L’Union européenne ne survivrait pas à sa démocratisation

dimanche 14 février 2016   |   Christophe Ventura
Lecture .

Mémoire des luttes publie le texte augmenté de l’intervention de Christophe Ventura à la première rencontre européenne de l’initiative DiEM25 de Berlin (Théâtre Volksbühne, 9 février 2016).

Cette intervention s’est déroulée dans le cadre de l’un des trois ateliers de la journée intitulé « Que devrions nous (DiEM25) faire ? ». Cet atelier visait à ouvrir un débat sur la stratégie des mouvements sociaux et des forces politiques progressistes face à l’Union européenne (UE). Il s’agissait également de soumettre des propositions concrètes pour la feuille de route de DiEM25 en la matière.

A partir d’un hommage rendu à Elisabeth Gauthier, directrice d’Espaces Marx et animatrice du réseau européen Transform, le texte présenté ici cherche à indiquer pourquoi l’Union européenne réellement existante ne survivrait pas à sa propre démocratisation. Ce faisant, il plaide pour placer la question démocratique au coeur des actions de la gauche. Rappelant que « l’Union européenne est le mur contre lequel un gouvernement de gauche se fracassera s’il en accepte le pouvoir et les règles », ce texte propose trois pistes de réflexions et d’actions pour DiEM25, les mouvements sociaux et la gauche libre. Il analyse également pourquoi l’UE ne lâchera rien tandis qu’à partir de 2017, un nouveau traité européen visant à « préserver l’intégrité du marché unique sous tous ses aspects » pourrait être envisagé.

La bataille européenne n’est pas prête de s’arrêter. Seul « un affrontement direct, dur et global avec l’UE et ses traités » permettra de « mettre en place les politiques que nous souhaitons. »

Avant d’entrer dans le cœur de notre sujet, je voudrais réagir à la triste nouvelle que vient de nous donner Yanis Varoufakis : Elisabeth Gauthier nous a quittés aujourd’hui, au moment où nous nous réunissons ici à Berlin, cette ville qu’elle connaissait si bien (Lire « Elisabeth Gauthier nous a quittés »).

Beaucoup de gens dans cette salle sont abasourdis et malheureux, tant Elisabeth faisait partie de nos vies et de nos combats.

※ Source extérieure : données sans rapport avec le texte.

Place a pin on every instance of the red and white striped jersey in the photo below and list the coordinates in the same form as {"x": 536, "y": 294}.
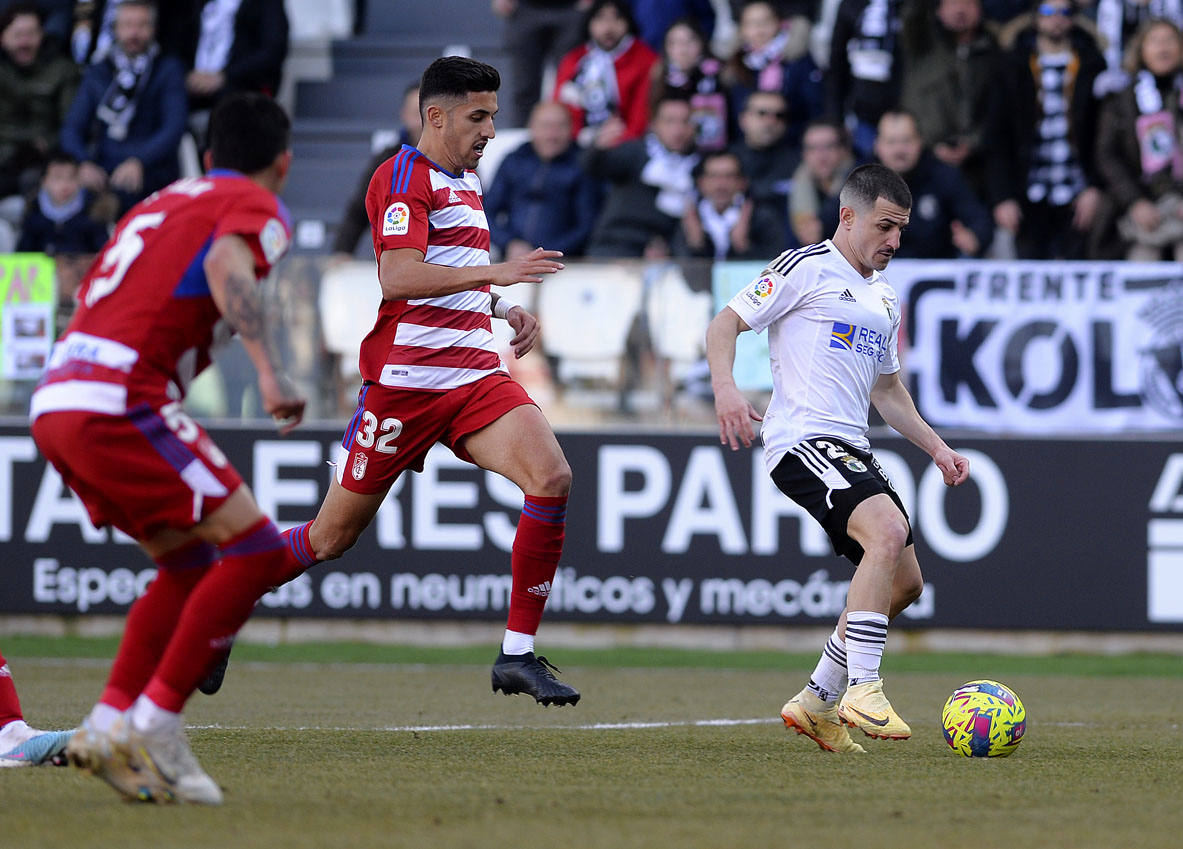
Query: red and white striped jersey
{"x": 146, "y": 318}
{"x": 430, "y": 343}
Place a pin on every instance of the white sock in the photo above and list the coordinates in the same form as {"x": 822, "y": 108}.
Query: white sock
{"x": 516, "y": 642}
{"x": 866, "y": 634}
{"x": 828, "y": 679}
{"x": 148, "y": 715}
{"x": 102, "y": 718}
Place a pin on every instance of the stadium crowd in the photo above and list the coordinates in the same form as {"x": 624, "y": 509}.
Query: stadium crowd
{"x": 1033, "y": 130}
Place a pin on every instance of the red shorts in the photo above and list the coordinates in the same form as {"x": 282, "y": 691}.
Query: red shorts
{"x": 393, "y": 429}
{"x": 149, "y": 470}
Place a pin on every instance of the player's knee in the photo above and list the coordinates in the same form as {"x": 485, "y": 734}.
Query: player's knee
{"x": 333, "y": 543}
{"x": 891, "y": 539}
{"x": 907, "y": 590}
{"x": 555, "y": 480}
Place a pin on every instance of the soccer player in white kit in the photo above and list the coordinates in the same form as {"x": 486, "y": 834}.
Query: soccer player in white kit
{"x": 833, "y": 323}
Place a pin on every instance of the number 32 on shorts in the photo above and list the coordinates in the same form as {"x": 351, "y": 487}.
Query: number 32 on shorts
{"x": 386, "y": 433}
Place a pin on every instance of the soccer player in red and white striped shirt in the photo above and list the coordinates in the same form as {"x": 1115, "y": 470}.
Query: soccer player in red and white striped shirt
{"x": 430, "y": 368}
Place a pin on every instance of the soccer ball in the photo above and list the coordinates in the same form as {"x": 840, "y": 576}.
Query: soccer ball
{"x": 983, "y": 719}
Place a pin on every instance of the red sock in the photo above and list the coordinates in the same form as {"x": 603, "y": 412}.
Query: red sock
{"x": 214, "y": 611}
{"x": 10, "y": 705}
{"x": 298, "y": 556}
{"x": 537, "y": 548}
{"x": 152, "y": 620}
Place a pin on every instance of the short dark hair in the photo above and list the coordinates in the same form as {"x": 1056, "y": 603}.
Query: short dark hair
{"x": 57, "y": 156}
{"x": 247, "y": 131}
{"x": 624, "y": 10}
{"x": 868, "y": 183}
{"x": 456, "y": 76}
{"x": 20, "y": 8}
{"x": 699, "y": 168}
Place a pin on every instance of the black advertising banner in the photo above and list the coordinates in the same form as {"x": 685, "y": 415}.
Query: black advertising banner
{"x": 1048, "y": 535}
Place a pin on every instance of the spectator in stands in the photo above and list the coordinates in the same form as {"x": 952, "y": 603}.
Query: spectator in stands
{"x": 354, "y": 219}
{"x": 686, "y": 69}
{"x": 767, "y": 156}
{"x": 541, "y": 195}
{"x": 722, "y": 222}
{"x": 1042, "y": 169}
{"x": 233, "y": 45}
{"x": 954, "y": 63}
{"x": 650, "y": 185}
{"x": 773, "y": 56}
{"x": 1117, "y": 21}
{"x": 128, "y": 117}
{"x": 866, "y": 66}
{"x": 62, "y": 220}
{"x": 36, "y": 89}
{"x": 94, "y": 31}
{"x": 537, "y": 32}
{"x": 1139, "y": 155}
{"x": 605, "y": 82}
{"x": 948, "y": 220}
{"x": 826, "y": 160}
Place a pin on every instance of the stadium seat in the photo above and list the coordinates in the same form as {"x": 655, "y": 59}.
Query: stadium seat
{"x": 348, "y": 303}
{"x": 677, "y": 318}
{"x": 586, "y": 313}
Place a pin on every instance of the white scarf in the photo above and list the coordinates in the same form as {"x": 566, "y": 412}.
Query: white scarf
{"x": 718, "y": 225}
{"x": 217, "y": 34}
{"x": 671, "y": 174}
{"x": 595, "y": 89}
{"x": 1156, "y": 127}
{"x": 128, "y": 82}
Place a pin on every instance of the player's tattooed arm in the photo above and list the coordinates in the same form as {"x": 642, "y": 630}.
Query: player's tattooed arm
{"x": 244, "y": 306}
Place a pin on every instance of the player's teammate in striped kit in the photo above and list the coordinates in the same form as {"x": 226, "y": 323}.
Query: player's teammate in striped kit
{"x": 833, "y": 323}
{"x": 431, "y": 371}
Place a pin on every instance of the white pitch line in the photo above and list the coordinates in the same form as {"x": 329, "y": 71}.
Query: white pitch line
{"x": 588, "y": 726}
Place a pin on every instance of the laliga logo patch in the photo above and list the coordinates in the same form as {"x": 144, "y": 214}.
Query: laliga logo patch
{"x": 396, "y": 220}
{"x": 273, "y": 240}
{"x": 758, "y": 291}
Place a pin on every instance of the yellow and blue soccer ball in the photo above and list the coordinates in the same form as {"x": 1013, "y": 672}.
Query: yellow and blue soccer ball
{"x": 983, "y": 719}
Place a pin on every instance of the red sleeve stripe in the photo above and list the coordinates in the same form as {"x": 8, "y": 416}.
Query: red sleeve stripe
{"x": 450, "y": 357}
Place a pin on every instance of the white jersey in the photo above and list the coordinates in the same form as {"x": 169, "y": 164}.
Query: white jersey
{"x": 831, "y": 334}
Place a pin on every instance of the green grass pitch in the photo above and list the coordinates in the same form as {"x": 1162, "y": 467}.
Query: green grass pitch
{"x": 340, "y": 745}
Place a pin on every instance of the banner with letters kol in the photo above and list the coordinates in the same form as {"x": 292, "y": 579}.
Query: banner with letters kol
{"x": 1045, "y": 348}
{"x": 1049, "y": 535}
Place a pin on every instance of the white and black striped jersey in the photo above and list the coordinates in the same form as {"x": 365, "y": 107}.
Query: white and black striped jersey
{"x": 831, "y": 334}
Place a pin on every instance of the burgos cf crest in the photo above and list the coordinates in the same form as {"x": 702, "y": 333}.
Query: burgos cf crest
{"x": 758, "y": 292}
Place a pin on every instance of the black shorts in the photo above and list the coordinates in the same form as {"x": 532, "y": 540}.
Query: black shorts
{"x": 829, "y": 478}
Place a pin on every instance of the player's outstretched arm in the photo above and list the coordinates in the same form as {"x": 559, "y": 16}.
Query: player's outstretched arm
{"x": 896, "y": 406}
{"x": 230, "y": 270}
{"x": 732, "y": 409}
{"x": 403, "y": 273}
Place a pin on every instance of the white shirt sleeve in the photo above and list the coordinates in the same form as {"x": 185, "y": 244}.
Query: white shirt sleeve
{"x": 769, "y": 297}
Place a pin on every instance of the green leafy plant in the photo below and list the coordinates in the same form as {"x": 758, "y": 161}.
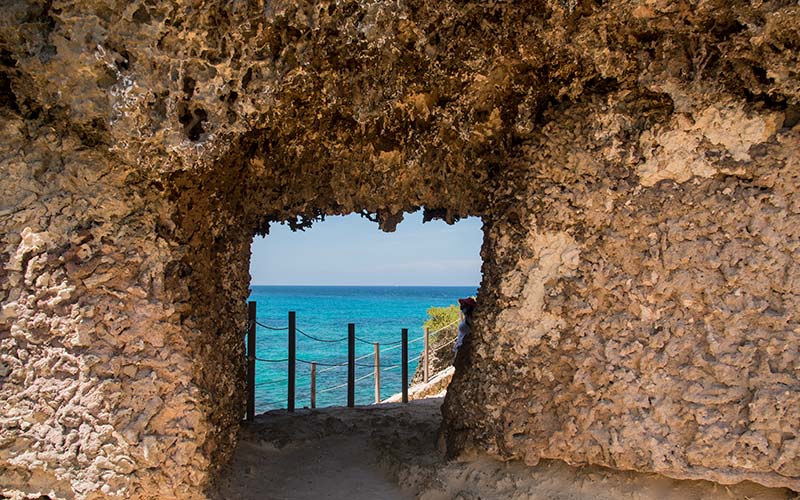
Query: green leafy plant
{"x": 439, "y": 317}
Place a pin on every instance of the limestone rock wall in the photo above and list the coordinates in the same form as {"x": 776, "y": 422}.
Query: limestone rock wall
{"x": 646, "y": 324}
{"x": 635, "y": 164}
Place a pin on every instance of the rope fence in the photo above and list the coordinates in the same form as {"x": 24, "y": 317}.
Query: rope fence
{"x": 351, "y": 363}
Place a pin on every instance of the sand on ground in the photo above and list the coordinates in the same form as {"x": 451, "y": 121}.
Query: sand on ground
{"x": 389, "y": 451}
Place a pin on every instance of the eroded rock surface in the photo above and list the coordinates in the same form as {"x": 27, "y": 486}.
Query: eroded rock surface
{"x": 635, "y": 164}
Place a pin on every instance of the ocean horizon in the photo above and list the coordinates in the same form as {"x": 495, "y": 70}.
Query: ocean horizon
{"x": 324, "y": 311}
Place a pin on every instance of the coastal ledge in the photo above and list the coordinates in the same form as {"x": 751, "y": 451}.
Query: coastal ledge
{"x": 389, "y": 451}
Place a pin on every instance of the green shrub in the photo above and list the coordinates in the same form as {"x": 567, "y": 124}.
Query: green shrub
{"x": 439, "y": 317}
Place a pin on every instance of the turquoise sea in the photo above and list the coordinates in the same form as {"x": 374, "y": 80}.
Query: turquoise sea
{"x": 379, "y": 313}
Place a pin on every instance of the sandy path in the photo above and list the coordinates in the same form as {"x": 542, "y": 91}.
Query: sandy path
{"x": 337, "y": 467}
{"x": 389, "y": 452}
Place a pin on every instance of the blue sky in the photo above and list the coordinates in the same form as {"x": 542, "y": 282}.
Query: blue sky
{"x": 351, "y": 250}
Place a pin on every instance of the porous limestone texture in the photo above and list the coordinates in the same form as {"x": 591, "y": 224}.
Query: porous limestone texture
{"x": 635, "y": 164}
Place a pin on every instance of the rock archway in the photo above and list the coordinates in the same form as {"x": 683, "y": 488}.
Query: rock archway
{"x": 636, "y": 166}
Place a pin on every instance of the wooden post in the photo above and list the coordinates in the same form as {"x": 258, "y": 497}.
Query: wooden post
{"x": 292, "y": 360}
{"x": 426, "y": 356}
{"x": 377, "y": 373}
{"x": 313, "y": 385}
{"x": 351, "y": 365}
{"x": 251, "y": 361}
{"x": 405, "y": 364}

Je dois évoquer ici la mémoire d’une amie et d’une militante exemplaire et infatigable de l’internationalisme et de la construction d’un monde plus juste et solidaire.

Quelques jours avant ce lancement de Democracy in Europe Movement 2025 (DiEM25) dans la capitale allemande, Elisabeth m’avait appelé pour en parler. Je voudrais vous rapporter ce qu’elle m’a dit. Il me semble que son message est une contribution directe à notre réflexion : quoi faire concrètement en Europe pour la gauche, les forces progressistes, les mouvements populaires ?

Elisabeth m’a dit : « Christophe, notre bien le plus précieux dans cette période sombre qui s’ouvre partout, notamment chez nous en Europe, est notre unité. Il faut absolument la préserver, même si nous avons des différences quant à ce qu’on pense de l’Union européenne et de son avenir. Vois-tu, le pire serait que chacun fabrique sa chapelle dans son coin. Nous sommes tellement bons pour cela. Il faut continuer à construire des articulations entre toutes nos forces, politiques et sociales. Et les faire vivre dans tous les espaces : à Berlin à DiEM25, au Plan B lancé à Paris au mois de janvier dernier et ailleurs demain. Rester ensemble, discuter, ne pas se fragmenter. DiEM25 est une très bonne initiative. Je suis sûr qu’elle contribuera à cela ».

Durant l’atelier « Que devrions nous (DiEM25) faire ? »

Nous sommes dans le troisième atelier de la journée intitulé « Que devrions nous (DiEM) faire ? ». Je crois que le propos d’Elisabeth est une réponse. Conservons-le en héritage. Construire du commun entre nos forces, c’est notre feuille de route.

Je voudrais maintenant développer quelques idées sur le fond des discussions qui nous animent. Selon moi, l’Union européenne (UE) n’a pas été prise en otage par une techo-bureaucratie. C’est elle qui l’a créée. Cette bureaucratie lui est consubstantielle. La bureaucratie européenne, que nous avons raison de dénoncer et de combattre, est fille de l’Union européenne. Elle est l’UE.

L’UE – entendue comme ses institutions, ses Etats, ses traités – a été conçue comme un outil redoutable et extrêmement bien forgé. Sa fonction ? Circonscrire la démocratie et la souveraineté politique des peuples aux frontières de ce qui est nécessaire à la finance pour asseoir sa domination sur nos sociétés.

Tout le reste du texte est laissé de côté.